(director/writer: Evan Richards; cinematographer: Gareth Pritchard; editor: James Harrod; cast: Lorraine Pilkington (Ashley Branstead ), Finlay Robertson (Michael), Rose Keegan(Judith), Jake Broder (Sammy), Martin Karem (Frank), Nolan Hemmings(Jasper), Hassani Shapi (Ray); Runtime: 84; MPAA Rating: NR; producers: Rowan Athale/Evan Richards; IFC Films; 2006-UK)

“Acute, quirky and precocious indie romcom that’s set in London.”

Reviewed by Dennis Schwartz

Debut film as director for writer/director Evan Richards, former child actor, is a cute, quirky and precocious indie romcom that’s set in London. It tells an unexpected love story, that’s let down with a few awkward contrivances for its set pieces but is revived with some good acting and worthwhile life lessons dished out on dealing with bullies so they don’t ruin your life.
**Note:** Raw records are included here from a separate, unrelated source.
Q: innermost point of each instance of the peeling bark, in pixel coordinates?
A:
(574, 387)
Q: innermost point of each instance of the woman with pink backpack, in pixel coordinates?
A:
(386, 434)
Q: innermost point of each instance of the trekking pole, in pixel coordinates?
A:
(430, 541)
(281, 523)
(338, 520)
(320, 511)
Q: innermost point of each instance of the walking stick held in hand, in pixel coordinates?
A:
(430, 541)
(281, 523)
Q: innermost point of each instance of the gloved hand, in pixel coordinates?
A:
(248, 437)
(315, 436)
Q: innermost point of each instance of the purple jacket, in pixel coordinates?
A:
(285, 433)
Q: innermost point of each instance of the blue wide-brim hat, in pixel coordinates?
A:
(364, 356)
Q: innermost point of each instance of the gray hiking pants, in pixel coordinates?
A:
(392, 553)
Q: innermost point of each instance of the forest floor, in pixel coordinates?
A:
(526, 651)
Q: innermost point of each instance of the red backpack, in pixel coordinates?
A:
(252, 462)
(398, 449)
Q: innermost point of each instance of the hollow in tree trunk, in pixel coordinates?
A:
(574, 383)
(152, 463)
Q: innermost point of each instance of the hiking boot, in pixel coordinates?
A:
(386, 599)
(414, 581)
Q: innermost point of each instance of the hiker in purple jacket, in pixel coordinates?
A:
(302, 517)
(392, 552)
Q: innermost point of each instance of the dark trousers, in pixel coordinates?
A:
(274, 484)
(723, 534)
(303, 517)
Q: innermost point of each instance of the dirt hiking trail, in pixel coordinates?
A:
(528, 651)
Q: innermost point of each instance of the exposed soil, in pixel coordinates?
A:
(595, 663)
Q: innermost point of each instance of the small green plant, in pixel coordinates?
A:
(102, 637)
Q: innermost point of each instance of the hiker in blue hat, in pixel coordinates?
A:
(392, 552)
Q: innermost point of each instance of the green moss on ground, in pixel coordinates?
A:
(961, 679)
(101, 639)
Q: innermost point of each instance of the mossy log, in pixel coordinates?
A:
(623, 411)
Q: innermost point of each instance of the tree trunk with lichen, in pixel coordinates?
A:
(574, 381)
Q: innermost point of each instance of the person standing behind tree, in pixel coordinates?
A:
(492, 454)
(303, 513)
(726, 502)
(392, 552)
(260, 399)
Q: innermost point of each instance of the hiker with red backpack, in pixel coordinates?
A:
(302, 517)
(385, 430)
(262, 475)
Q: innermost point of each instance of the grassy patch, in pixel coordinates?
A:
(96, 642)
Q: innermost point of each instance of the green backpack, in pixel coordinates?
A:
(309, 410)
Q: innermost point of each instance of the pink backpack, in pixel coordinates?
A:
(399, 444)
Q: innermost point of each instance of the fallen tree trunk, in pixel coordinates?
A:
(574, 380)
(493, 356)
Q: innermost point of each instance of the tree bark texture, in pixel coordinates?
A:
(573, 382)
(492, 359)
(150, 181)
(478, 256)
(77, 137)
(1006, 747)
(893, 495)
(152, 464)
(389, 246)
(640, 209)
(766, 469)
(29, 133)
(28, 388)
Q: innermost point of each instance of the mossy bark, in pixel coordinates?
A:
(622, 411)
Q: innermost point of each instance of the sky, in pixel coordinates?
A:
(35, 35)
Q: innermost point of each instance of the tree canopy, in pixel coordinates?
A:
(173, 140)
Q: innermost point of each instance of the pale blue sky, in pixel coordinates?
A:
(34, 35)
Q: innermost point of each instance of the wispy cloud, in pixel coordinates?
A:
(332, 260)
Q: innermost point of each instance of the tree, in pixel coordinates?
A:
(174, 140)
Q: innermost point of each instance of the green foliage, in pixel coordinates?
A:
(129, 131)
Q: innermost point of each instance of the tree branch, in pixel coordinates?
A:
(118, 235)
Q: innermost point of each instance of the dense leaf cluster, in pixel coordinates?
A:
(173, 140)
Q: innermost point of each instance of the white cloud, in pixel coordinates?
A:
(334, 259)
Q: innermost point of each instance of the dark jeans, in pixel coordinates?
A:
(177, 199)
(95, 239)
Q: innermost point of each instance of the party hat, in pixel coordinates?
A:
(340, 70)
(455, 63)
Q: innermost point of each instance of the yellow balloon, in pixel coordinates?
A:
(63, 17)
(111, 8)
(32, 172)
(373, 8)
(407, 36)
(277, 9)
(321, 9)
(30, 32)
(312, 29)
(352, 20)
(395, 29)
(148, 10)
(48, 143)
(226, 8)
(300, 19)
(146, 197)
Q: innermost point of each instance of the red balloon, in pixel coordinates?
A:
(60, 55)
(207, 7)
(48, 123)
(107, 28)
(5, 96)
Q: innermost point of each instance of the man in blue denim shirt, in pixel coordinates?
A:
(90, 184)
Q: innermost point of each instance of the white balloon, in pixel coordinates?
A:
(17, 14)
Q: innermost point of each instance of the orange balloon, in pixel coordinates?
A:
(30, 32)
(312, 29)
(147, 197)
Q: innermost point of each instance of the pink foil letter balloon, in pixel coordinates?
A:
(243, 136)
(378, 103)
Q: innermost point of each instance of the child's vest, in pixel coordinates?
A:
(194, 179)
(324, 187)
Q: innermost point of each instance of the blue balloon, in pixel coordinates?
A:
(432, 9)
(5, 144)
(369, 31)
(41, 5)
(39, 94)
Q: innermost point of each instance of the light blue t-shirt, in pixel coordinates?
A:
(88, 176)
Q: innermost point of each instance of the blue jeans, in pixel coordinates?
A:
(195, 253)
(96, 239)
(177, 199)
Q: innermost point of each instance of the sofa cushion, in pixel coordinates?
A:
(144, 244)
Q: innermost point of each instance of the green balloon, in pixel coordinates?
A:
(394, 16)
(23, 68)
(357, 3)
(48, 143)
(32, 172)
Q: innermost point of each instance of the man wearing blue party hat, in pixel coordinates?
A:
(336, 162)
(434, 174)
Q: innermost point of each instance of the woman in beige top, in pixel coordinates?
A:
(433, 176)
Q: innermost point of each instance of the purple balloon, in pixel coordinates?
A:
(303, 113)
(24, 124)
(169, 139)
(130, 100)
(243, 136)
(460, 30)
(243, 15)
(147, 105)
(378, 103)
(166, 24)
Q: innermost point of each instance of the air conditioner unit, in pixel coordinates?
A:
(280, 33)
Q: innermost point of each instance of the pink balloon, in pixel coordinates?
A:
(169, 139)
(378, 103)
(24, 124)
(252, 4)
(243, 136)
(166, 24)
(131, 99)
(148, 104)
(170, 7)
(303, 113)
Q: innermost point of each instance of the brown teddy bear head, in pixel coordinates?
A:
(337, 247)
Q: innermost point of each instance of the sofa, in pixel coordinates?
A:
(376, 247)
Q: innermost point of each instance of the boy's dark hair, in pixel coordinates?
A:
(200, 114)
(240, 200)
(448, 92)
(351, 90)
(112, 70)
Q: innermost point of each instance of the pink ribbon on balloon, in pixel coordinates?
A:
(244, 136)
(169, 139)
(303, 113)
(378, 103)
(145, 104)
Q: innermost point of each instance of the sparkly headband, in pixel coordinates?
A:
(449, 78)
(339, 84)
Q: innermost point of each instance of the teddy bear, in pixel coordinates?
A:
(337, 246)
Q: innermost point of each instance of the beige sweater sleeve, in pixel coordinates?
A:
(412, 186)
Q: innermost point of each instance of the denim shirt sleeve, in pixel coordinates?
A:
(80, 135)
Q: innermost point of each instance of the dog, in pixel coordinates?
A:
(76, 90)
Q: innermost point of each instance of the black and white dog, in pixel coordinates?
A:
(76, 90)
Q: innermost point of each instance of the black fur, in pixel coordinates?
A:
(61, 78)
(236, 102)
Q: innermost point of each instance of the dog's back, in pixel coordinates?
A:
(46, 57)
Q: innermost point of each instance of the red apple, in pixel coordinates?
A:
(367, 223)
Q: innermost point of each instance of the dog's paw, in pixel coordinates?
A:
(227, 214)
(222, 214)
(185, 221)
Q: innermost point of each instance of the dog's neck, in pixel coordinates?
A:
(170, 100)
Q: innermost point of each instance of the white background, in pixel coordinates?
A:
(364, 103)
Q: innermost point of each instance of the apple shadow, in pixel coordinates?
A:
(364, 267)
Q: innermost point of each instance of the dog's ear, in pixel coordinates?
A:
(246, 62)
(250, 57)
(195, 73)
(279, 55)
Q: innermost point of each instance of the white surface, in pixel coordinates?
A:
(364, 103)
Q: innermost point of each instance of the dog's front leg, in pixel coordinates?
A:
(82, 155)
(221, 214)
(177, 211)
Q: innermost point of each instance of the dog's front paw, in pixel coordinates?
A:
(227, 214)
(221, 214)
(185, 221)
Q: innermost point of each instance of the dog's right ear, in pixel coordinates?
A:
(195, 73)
Ashley Brandstead (Lorraine Pilkington) is a struggling young musician who works in a sandwich shop to pay the bills. Her day gets off to a bad start when informed the shop is closed and while waiting at the bus stop to take the bus home, a well-dressed but creepy guy (Nolan Hemmings) speaks dirty to her and when she walks away from his sexual come-on he tosses a cup of hot coffee on her. While going to a nearby grocery store to buy paper towels to clean-up, she’s approached by regular sandwich shop customer Michael (Finlay Robertson). He tells her he’s a graphic designer and endears himself to the upset girl, and talks her into getting her head together over a cup of tea. Convincing her to trust him, Michael takes her to an expensive private boutique and buys the reluctant Ashley some designer clothes and then to a fancy restaurant for a gourmet lunch. Michael then treats Ashley to a styling at a fancy hair salon. Afterwards they go to his depressed and bitchy day-care teacher sister’s (Rose Keegan) house to give her an unappreciated designer clothing present for her birthday.

The mysterious Michael says he will try to fulfill any one request Ashley wants, and she asks him to buy a saxophone for her busker friend (Jake Broder) who recently lost his instrument. As the unexpected pleasant day draws to a close, they run into the obnoxious coffee thrower at a bar and Michael finds a way to humiliate him without any violence. At last, Michael tells her why he’s acting like an angel and his surprising revelation upsets her greatly. The climactic scene ties everything up in a pretty bow. Though enjoyable in spurts, it was a bit too gooey for my sensibilities.